He issued on March 6, 2017 a second Executive Order entitled “Protecting the Nation from Foreign Terrorist Entry into the United States.” The new EO, among other actions, temporarily suspends from “entry into the United States” certain nationals of Iran, Libya, Somalia, Sudan, Syria and Yemen, and also temporarily suspends the U.S. Refugee Admissions Program.
Like the previous EO, the new EO has been challenged in federal court. On March 15, 2017, in State of Hawaii v. Trump, the court issued a nationwide TRO against implementation of the above-described provisions of the new EO, holding that Hawaii was likely to succeed on its claim that the new EO violates the Establishment Clause of the First Amendment. And, on March 16, 2017, in International Refugee Assistance Project (“IRAP”) v. Trump, the court enjoined implementation of the provision of the EO suspending entry of nationals of Iran, Libya, Somalia, Sudan, Syria and Yemen, also on Establishment Clause grounds.
In reaching its holding, the Hawaii court determined that the new EO did not have a secular purpose. Rather the new EO “was issued with a purpose to disfavor a particular religion.” In support this conclusion, the Court relied in part on the following:
- In March 2016, Mr. Trump said, during an interview, “I think Islam hates us.” Mr. Trump was asked, “Is there a war between the West and radical Islam, or between the West and Islam itself?” He replied: “It’s very hard to separate. Because you don’t know who’s who.” . . . In the same interview, Mr. Trump stated: “But there’s a tremendous hatred. And we have to be very vigilant. We have to be very careful. And we can’t allow people coming into this country who have this hatred of the United States . . .[a]nd of people that are not Muslim.”

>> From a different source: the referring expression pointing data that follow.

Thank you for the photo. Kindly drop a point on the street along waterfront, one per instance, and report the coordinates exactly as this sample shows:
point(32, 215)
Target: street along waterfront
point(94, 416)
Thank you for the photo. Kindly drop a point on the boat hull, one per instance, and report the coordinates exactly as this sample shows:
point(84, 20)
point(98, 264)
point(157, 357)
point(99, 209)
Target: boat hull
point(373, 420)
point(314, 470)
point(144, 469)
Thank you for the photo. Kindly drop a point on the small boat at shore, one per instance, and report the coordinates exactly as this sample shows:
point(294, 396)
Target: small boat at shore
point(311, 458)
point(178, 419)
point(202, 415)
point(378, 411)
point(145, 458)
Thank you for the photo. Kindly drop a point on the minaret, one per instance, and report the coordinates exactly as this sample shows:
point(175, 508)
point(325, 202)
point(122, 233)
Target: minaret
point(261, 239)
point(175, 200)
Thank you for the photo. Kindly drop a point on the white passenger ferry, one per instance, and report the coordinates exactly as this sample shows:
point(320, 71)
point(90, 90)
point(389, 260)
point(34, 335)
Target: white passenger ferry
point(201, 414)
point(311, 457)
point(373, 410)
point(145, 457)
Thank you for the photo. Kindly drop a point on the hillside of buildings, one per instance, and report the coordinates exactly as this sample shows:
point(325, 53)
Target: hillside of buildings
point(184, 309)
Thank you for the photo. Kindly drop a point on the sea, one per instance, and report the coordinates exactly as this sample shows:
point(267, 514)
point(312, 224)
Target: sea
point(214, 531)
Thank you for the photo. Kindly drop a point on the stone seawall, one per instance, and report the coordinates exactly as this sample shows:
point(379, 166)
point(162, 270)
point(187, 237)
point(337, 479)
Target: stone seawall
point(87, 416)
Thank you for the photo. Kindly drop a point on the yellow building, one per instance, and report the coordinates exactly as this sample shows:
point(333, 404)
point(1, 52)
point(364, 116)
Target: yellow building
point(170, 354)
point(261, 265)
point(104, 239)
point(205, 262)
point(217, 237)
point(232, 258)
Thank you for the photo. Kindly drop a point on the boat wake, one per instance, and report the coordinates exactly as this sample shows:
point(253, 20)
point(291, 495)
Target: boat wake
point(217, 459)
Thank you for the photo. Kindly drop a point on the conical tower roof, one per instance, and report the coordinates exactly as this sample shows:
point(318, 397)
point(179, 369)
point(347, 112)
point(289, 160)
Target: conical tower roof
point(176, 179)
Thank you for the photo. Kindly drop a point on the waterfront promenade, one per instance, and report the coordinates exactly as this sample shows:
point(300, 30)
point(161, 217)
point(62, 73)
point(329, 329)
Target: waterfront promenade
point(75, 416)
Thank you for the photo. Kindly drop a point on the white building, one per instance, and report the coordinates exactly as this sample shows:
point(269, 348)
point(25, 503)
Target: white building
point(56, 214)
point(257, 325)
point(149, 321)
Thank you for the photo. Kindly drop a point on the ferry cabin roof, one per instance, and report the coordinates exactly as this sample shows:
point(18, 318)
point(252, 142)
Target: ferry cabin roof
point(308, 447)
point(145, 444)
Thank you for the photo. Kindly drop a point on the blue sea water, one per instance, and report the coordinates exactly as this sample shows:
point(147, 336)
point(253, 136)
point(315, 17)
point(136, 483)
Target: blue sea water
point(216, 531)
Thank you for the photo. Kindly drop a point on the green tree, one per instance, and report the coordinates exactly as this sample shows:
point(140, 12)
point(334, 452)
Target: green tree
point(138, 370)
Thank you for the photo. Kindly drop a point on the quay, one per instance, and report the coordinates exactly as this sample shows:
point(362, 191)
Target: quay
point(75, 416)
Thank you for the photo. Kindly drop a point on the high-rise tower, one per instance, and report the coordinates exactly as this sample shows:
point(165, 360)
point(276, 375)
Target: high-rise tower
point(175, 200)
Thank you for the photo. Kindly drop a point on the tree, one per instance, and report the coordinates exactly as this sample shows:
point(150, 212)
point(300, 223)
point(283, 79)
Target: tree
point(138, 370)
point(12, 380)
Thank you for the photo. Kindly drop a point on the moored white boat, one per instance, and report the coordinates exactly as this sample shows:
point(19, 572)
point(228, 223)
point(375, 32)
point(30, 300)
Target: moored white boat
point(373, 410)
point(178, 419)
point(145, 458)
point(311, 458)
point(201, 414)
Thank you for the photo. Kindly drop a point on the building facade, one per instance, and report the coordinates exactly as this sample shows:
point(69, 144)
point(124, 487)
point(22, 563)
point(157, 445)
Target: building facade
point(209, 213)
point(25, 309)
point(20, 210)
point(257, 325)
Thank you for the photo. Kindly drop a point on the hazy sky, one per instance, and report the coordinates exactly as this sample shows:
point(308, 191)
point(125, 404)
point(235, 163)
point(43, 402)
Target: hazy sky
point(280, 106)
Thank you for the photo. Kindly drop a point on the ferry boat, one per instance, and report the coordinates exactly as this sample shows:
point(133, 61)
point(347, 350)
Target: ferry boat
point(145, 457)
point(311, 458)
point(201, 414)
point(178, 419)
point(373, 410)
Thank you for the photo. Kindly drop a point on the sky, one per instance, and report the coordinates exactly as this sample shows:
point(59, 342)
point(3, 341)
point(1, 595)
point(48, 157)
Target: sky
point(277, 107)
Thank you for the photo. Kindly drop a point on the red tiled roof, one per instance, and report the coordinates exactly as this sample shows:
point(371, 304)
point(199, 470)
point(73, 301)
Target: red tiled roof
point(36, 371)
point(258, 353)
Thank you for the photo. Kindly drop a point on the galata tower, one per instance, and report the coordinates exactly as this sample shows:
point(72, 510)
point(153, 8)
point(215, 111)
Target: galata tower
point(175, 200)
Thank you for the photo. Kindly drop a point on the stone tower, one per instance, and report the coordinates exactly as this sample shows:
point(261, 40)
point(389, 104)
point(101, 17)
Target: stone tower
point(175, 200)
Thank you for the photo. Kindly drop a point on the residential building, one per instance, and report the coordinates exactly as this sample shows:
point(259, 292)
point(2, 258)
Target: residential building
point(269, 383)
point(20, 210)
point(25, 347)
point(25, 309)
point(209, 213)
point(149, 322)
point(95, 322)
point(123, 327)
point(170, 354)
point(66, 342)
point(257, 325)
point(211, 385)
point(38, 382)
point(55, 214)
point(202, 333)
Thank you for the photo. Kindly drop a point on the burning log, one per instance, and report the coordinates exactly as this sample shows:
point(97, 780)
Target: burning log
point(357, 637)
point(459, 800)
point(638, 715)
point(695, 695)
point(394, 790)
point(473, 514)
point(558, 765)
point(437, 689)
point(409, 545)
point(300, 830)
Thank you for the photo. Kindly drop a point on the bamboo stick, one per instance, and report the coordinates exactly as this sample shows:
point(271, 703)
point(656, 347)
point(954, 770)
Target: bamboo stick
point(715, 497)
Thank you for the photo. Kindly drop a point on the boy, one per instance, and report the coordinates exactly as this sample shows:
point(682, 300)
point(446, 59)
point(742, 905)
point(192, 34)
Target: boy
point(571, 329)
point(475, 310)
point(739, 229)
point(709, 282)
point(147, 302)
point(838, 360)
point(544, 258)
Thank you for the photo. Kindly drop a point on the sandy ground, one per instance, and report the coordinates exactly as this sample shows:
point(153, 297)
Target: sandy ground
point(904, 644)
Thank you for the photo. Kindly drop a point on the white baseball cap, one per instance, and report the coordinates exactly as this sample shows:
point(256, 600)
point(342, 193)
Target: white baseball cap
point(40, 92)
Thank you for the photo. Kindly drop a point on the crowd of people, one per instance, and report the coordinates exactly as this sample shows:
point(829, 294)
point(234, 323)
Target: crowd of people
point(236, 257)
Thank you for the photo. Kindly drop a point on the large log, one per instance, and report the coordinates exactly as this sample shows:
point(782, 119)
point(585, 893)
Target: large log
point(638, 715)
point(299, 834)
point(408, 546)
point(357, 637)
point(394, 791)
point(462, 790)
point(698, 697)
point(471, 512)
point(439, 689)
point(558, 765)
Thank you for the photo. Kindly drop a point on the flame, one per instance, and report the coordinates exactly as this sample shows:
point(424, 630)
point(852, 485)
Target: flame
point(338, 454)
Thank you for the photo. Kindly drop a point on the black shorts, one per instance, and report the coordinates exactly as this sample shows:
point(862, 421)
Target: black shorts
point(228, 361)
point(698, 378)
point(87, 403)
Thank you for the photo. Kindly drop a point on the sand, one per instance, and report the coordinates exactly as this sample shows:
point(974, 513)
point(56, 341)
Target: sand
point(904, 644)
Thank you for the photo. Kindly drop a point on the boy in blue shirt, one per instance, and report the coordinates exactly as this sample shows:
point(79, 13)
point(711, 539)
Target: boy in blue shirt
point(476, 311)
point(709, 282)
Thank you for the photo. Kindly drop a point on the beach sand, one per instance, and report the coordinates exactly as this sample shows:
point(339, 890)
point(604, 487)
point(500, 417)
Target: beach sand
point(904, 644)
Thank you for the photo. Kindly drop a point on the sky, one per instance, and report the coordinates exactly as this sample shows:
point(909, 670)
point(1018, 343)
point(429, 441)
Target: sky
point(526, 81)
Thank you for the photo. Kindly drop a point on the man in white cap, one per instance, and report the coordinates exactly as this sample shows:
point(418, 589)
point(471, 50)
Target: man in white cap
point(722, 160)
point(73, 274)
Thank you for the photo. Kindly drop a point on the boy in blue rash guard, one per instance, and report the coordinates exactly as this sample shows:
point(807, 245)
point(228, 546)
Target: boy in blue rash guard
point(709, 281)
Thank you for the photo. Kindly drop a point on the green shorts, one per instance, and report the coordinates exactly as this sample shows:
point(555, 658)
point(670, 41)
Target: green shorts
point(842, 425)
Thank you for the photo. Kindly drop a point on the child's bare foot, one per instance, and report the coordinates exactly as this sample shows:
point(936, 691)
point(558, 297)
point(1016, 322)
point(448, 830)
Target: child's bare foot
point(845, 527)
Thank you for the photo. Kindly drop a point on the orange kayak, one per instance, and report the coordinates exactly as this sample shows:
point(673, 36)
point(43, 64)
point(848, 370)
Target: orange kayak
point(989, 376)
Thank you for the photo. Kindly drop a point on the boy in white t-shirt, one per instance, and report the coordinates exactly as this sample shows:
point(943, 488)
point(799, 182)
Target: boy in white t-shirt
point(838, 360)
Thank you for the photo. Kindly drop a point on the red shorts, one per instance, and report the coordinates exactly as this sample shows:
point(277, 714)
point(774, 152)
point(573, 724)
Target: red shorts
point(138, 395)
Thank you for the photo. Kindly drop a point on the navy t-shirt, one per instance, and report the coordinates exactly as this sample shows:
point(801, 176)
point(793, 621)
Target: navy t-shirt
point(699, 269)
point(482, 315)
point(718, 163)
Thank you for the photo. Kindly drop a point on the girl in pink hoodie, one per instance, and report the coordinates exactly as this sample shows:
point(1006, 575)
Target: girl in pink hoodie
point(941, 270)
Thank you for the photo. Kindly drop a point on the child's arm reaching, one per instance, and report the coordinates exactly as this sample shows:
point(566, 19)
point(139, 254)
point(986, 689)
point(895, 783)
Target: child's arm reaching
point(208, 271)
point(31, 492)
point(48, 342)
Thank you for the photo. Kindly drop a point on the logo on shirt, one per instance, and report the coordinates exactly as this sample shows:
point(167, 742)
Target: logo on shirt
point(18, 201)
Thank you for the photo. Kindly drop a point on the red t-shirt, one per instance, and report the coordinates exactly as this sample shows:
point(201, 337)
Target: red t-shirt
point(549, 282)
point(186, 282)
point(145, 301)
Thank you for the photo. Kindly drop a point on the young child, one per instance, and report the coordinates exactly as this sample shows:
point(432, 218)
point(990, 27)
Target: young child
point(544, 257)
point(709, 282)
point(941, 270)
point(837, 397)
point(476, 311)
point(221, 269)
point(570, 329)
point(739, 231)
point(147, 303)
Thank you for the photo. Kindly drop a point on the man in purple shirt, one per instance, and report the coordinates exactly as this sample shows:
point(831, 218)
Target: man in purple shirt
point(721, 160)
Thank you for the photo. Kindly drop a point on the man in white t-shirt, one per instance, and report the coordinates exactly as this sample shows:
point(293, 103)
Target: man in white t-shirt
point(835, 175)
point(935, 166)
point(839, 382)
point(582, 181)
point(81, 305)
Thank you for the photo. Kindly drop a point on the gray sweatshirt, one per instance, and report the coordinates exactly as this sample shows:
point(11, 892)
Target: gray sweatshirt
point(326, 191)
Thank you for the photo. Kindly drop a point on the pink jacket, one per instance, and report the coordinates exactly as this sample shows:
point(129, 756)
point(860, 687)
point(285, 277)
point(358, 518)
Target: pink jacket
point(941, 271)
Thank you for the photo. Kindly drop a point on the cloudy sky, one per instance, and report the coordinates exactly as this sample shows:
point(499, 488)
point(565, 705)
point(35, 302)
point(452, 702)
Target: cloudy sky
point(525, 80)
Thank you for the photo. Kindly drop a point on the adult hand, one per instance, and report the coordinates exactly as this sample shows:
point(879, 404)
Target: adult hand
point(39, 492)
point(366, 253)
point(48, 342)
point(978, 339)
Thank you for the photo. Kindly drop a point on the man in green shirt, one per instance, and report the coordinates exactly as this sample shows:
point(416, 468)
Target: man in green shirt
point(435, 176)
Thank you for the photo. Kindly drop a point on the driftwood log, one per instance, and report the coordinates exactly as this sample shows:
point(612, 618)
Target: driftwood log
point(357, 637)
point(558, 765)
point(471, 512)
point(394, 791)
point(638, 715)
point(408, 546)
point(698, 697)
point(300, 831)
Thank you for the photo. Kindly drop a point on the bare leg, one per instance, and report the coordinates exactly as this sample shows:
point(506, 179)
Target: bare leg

- [In a] July 24, 2016 interview[,] Mr. Trump was asked: “The Muslim ban. I think you’ve pulled back from it, but you tell me.” Mr. Trump responded: “I don’t know that it’s a rollback. In fact you could say it’s an expansion. I’m looking now at territories. People were so upset when I used the word Muslim. Oh, you can’t use the word Muslim. Remember this. And I’m okay with that, because I’m talking territory instead of Muslim.”
- [D]uring an October 9, 2016 televised presidential debate, Mr. Trump was asked: “Your running mate said this week that the Muslim ban is no longer your position. Is that correct? And if it is, was it a mistake to have a religious test?” Mr. Trump replied: “The Muslim ban is something that in some form has morphed into a[n] extreme vetting from certain areas of the world.” When asked to clarify whether “the Muslim ban still stands,” Mr. Trump said, “It’s called extreme vetting.”
- Rudolph Giuliani explained on television how the Executive Order came to be. He said: “When [Mr. Trump] first announced it, he said, ‘Muslim ban.’ He called me up. He said, ‘Put a commission together. Show me the right way to do it legally.”
- On February 21, 2017, commenting on the then-upcoming revision to the Executive Order, the President’s Senior Advisor, Stephen Miller, stated, “Fundamentally, [despite “technical” revisions meant to address the Ninth Circuit’s concerns in Washington,] you’re still going to have the same basic policy outcome [as the first].”
The IRAP court also relied on statements made by Trump as well as Giuliani, Miller, and White House Press Secretary Sean Spicer. The IRAP court found that statements made by Trump and Giuliani, “which include explicit, direct statements of President Trump’s animus towards Muslims and intention to impose a ban on Muslims entering the United States, present a convincing case that the First Executive Order was issued to accomplish, as nearly as possible, Trump’s promised Muslim ban.” With respect to the new EO, the IRAP court pointed out that Miller and Spicer made statements indicating that “the core substance of the First Executive Order remained intact” and found that Trump’s statements regarding “the plan to ban the entry of nationals from certain dangerous countries as a means to carry out the Muslim ban . . . continue to explain the religious purpose behind the travel ban in the Second Executive Order.”